In today's excerpt-the U.S. backs the Khmer Rouge in Cambodia:

"Between 1975 and 1979, between 1 and 1.5 million Cambodians out of a population of 8 million were shot, bludgeoned, starved , or worked to death, or died of disease, in the most intense and awful attempt at social transformation history has ever recorded. It was also the mass murder that will prove hardest to explain to future generations, [and was based on the communist Khmer Rouge] thesis that cities and towns were inhabited by 'parasites' and should, therefore, be emptied out by 'mass transfer' in order to stimulate agricultural growth, since the 'parasites' could be used for farm labor. ...

"April 17, 1975, Day One of the Year Zero by Khmer Rouge reckoning, was the day that the Khmer Rouge occupied [the capital] Phnom Penh, [and] in a matter of hours, prodded by heavily armed Khmer Rouge soldiers, many of them hardly more than children, the inhabitants of Cambodia's capital were marched out of the city in a broad river of humanity. Not Stalingrad, not Hiroshima, never before had a city been so completely emptied of its inhabitants. Within two weeks, Phnom Penh and several other major cities were empty: several million Cambodians had been forcibly evicted to the countryside. ...
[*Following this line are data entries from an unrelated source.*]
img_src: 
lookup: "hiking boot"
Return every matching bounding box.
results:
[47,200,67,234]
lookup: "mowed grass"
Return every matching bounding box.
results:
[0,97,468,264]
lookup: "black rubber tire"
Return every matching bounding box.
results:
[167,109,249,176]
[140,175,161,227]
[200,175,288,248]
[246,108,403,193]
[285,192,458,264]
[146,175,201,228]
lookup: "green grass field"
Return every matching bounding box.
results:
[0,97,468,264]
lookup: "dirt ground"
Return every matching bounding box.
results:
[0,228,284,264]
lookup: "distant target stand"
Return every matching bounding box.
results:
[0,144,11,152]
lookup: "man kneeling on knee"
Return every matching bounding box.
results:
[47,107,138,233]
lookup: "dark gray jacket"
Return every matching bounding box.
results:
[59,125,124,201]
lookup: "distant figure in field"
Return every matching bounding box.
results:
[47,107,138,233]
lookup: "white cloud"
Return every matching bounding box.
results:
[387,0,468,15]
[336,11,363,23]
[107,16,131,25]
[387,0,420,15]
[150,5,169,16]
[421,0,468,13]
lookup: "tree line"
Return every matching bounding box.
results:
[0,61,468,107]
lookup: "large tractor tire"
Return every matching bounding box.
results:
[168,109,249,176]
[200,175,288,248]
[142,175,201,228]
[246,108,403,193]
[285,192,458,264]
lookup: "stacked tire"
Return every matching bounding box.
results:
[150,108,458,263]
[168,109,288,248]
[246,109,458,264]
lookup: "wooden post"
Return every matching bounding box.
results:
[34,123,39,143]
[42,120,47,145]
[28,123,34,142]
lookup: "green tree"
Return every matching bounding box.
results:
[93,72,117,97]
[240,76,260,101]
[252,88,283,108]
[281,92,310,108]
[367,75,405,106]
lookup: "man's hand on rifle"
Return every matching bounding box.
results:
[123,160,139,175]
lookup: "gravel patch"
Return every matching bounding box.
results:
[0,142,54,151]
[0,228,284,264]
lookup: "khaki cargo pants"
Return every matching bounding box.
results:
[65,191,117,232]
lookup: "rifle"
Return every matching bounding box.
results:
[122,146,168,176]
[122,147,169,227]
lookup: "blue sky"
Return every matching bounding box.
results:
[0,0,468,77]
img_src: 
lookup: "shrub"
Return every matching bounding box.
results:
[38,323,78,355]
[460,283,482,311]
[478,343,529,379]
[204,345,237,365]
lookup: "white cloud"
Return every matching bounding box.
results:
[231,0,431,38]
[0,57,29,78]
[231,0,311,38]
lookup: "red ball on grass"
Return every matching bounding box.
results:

"In Cambodia, 'base people' killed 'April 17 people': base people being those Cambodians who were rural, and April 17 people being those Cambodians who moved from the cities to the countryside only on April 17, 1975, when the mass transfers began. The base people showed no mercy, for in the minds of the Khmer Rouge leadership, the April 17 people--women, children, and babies, too--were simply the slag of history. ...

"Because the Khmer Rouge forest children thought that all people who wore glasses were intellectuals, glasses were as deadly as the yellow star in Nazi Germany. Ninety percent of the country's medical doctors were murdered between 1975 and 1979. Babies were bashed to death against trees. ... Many thousands, perhaps more, of the 1 to 1.5 million casualties of the Khmer Rouge regime were executed by having their heads smashed in with hoes and shovels, since ammunition had to be hoarded for fighting fellow communists across the border, whose crime was that they were Vietnamese. ...

"However, because the Vietnamese communists were allied with the Soviet Union, throughout the 1980s the United States and its ally Thailand backed--of all groups--the Khmer Rouge, who were armed by China and were now fighting the Vietnamese occupation authorities."